A Council for Scientific and Industrial Research (CSIR)-led campaign is flying high spatial resolution radar and hyperspectral imagery over parts of the Gauteng City-Region (GCR). This is a collaborative project between the CSIR, the University of Pretoria and commercial stakeholders. Multiple collaborative projects have spawned from this campaign and the Gauteng City-Region Observatory team will be involved in two of them:

1) Hennops river plastic island mapping using high resolution multi-frequency (C- and L-band) SAR imagery;

2) Soil moisture estimation and teal carbon estimation using multi-frequency SAR in the Colbyn Wetland Nature Reserve (CWNR) in the City of Tshwane.

Both projects have strong Sustainable Development Goals (SDG) links within the urban GCR boundary. On the one hand, the plastic island topic addresses, in particular, SDG goal 6 on “Clean Water and Sanitation” and goal 12 on “Sustainable Consumption and Production” and can play a big role in plastic waste monitoring and tracing. Most of the literature focuses on marine plastic waste detection mainly using optical Near-Infrared and Shortwave Infrared satellite sensor bands and associated indices (e.g. Plastics Index), however no studies are available within the urban river network where tributaries are small in width and are also obscured by overarching tree lines. The sub-metre spatial resolution of the airborne SAR sensor as well as the ability to penetrate the tree lines makes this study attainable. On the other hand, the soil moisture and teal carbon (including green carbon) estimation in CWNR specifically address SDG goal 6 (target 6.6: Protect and restore water-related ecosystems) and South Africa’s National Wetland Monitoring Programme. Additionally, teal and green carbon estimation contributes to SDG goal 13 which focuses on combatting climate change and mitigating its impacts. The long-term importance of this work is to build a rich layer of detailed estimates at the airborne scale which can be eventually ‘upscaled’ to freely available satellite level (e.g. Sentinel-1 and ALOS PALSAR 2 sensors).

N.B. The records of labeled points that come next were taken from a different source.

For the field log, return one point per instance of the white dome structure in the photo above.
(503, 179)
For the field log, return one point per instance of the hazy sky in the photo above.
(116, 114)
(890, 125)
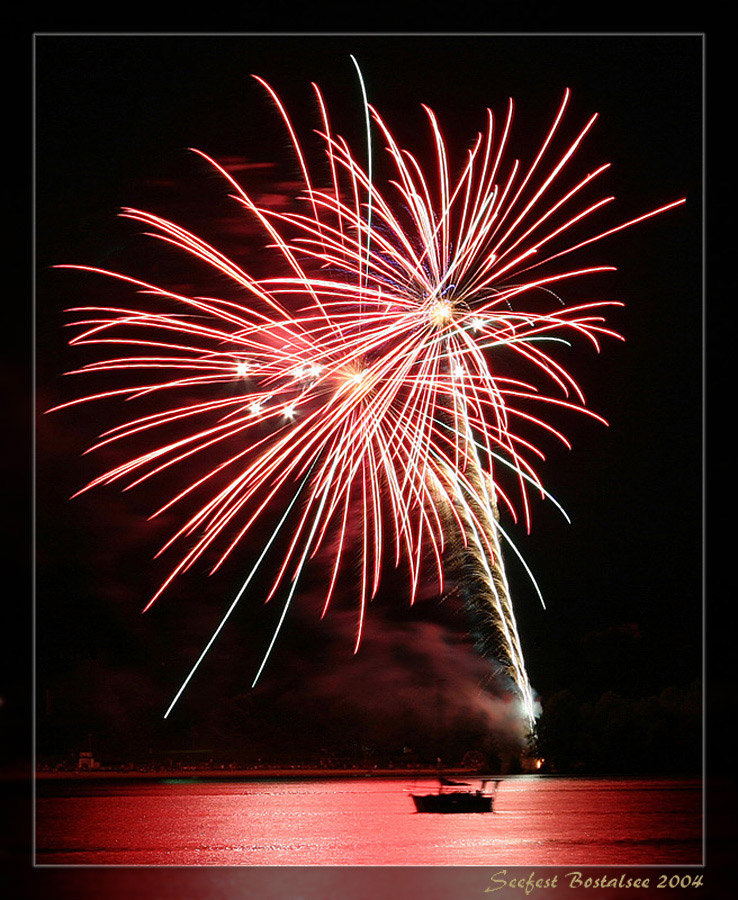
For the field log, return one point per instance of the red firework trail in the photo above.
(362, 377)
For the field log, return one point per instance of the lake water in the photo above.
(538, 821)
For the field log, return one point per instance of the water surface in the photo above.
(538, 820)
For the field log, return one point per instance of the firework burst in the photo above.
(357, 389)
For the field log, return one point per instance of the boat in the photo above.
(457, 797)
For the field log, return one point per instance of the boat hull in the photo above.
(457, 802)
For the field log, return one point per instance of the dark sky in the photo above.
(114, 119)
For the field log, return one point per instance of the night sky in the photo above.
(623, 582)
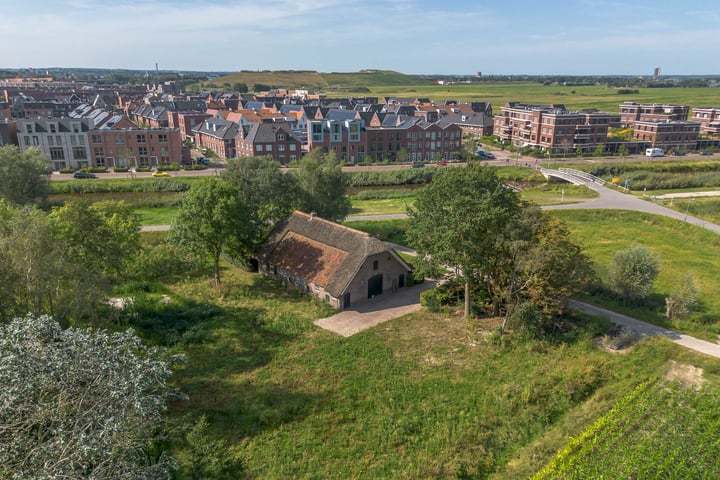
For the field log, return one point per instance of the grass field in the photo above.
(388, 83)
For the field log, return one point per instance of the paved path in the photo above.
(613, 199)
(644, 328)
(372, 312)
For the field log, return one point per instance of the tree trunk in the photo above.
(467, 297)
(216, 269)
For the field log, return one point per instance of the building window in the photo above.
(57, 153)
(79, 153)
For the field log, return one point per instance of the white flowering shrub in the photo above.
(81, 403)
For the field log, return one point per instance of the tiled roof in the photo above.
(320, 251)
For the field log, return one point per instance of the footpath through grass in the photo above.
(423, 396)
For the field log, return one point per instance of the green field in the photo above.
(660, 430)
(423, 396)
(388, 83)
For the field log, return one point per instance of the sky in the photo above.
(495, 37)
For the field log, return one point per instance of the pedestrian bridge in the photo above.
(576, 177)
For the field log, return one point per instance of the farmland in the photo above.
(660, 430)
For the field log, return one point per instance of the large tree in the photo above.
(213, 219)
(80, 403)
(322, 186)
(24, 176)
(632, 273)
(459, 219)
(271, 193)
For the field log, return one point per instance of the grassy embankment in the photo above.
(424, 396)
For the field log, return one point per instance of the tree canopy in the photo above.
(458, 220)
(81, 403)
(214, 219)
(24, 176)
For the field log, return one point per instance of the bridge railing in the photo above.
(583, 175)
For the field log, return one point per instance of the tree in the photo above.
(213, 219)
(458, 220)
(538, 264)
(321, 182)
(102, 236)
(81, 403)
(683, 299)
(24, 176)
(272, 194)
(632, 273)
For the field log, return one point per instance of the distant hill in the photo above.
(310, 80)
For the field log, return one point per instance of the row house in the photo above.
(186, 121)
(709, 119)
(63, 140)
(275, 140)
(668, 135)
(154, 116)
(125, 145)
(475, 125)
(347, 138)
(8, 132)
(552, 127)
(217, 134)
(631, 112)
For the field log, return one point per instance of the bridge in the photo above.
(576, 177)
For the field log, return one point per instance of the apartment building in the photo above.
(552, 127)
(709, 119)
(64, 140)
(668, 135)
(631, 112)
(125, 145)
(275, 140)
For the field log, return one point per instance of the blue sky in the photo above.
(584, 37)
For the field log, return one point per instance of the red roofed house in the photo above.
(339, 265)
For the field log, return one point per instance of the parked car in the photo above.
(84, 175)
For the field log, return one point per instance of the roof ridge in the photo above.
(334, 224)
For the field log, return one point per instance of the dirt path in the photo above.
(644, 328)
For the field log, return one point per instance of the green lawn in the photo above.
(424, 396)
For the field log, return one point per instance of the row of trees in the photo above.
(500, 246)
(234, 214)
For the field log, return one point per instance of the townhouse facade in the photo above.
(275, 140)
(63, 140)
(126, 145)
(218, 135)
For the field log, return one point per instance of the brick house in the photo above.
(552, 127)
(218, 135)
(123, 144)
(709, 119)
(275, 140)
(668, 135)
(339, 265)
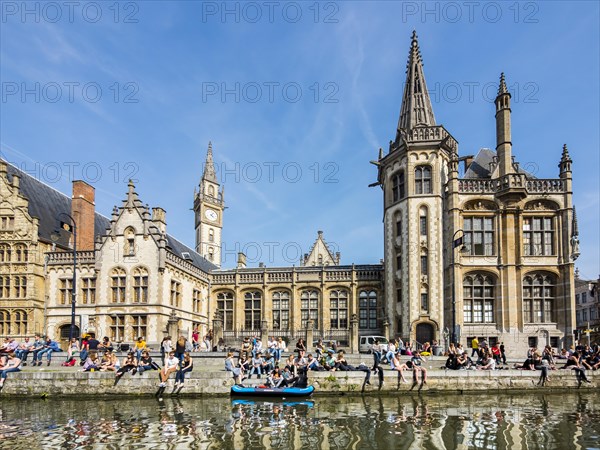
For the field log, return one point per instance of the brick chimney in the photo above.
(83, 211)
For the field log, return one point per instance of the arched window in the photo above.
(4, 323)
(4, 286)
(423, 180)
(129, 249)
(20, 327)
(367, 310)
(538, 298)
(225, 309)
(309, 307)
(338, 309)
(281, 310)
(21, 253)
(118, 285)
(478, 298)
(5, 253)
(20, 287)
(140, 285)
(398, 192)
(252, 309)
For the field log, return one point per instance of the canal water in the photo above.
(516, 421)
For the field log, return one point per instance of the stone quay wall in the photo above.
(218, 383)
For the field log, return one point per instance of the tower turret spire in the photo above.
(503, 129)
(416, 107)
(209, 167)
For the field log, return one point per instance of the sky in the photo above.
(297, 98)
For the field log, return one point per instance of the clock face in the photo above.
(211, 215)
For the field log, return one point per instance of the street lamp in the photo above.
(69, 227)
(456, 242)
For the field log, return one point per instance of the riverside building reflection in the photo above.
(411, 421)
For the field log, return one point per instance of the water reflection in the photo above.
(436, 422)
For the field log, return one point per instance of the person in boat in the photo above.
(256, 365)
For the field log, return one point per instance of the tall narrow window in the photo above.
(4, 322)
(140, 326)
(252, 310)
(398, 186)
(196, 300)
(140, 285)
(478, 299)
(175, 294)
(20, 327)
(88, 290)
(20, 287)
(65, 291)
(338, 309)
(129, 242)
(538, 298)
(4, 286)
(367, 310)
(117, 328)
(281, 310)
(422, 180)
(309, 307)
(225, 309)
(538, 236)
(118, 285)
(479, 235)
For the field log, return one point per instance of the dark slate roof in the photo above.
(179, 248)
(46, 203)
(480, 166)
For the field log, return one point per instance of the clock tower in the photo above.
(208, 211)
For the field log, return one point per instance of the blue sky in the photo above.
(296, 100)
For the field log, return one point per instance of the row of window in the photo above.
(479, 293)
(16, 253)
(310, 304)
(13, 323)
(422, 183)
(13, 287)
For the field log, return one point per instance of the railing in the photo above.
(435, 133)
(511, 181)
(85, 256)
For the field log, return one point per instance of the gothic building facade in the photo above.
(487, 251)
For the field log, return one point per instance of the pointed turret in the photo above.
(209, 167)
(416, 107)
(565, 163)
(503, 131)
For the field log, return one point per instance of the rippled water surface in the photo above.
(553, 421)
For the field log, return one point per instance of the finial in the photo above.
(502, 88)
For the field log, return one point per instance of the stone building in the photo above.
(487, 251)
(489, 254)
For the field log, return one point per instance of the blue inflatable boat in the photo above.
(255, 391)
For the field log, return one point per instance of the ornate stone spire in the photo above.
(209, 167)
(416, 107)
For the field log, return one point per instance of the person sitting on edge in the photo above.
(146, 363)
(256, 365)
(140, 346)
(187, 365)
(12, 365)
(417, 363)
(92, 362)
(49, 347)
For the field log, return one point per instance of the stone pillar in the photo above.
(217, 329)
(310, 325)
(354, 334)
(386, 328)
(264, 332)
(172, 329)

Field work was conducted for both study areas during the airborne campaign time frame. The campaign mostly acquired three images per month for months January to May 2022 over a variety of land use types (e.g. farming to urban to aquatic wetlands and rivers to mining and defence). The initial project duration is expected to be two years, with an additional three years (starting in 2023) for the two PhD students who will be recruited to achieve some of the goals set out for this project.

Planned outputs of the project include:

  1. At least one collaborative scientific paper – “Estimation of the volume of plastic waste within the 'great poly-island' of the Hennops River, Gauteng, using airborne C- and L-band SAR datasets”
  2. Registration of two PhD students in 2023
  3. Photo Essays on the sampling methodology for the different scientific aims – “Sampling methodology for teal carbon and soil moisture estimation” and “Sampling methodology for estimating poly-island plastic waste volume”
  4. Map of the Month from preliminary results and/or from publications

Updates

Field data collection as well as airborne SAR image acquisitions, at both the Hennops and Colbyn sites, have been completed.

1X PhD student to register in January 2024.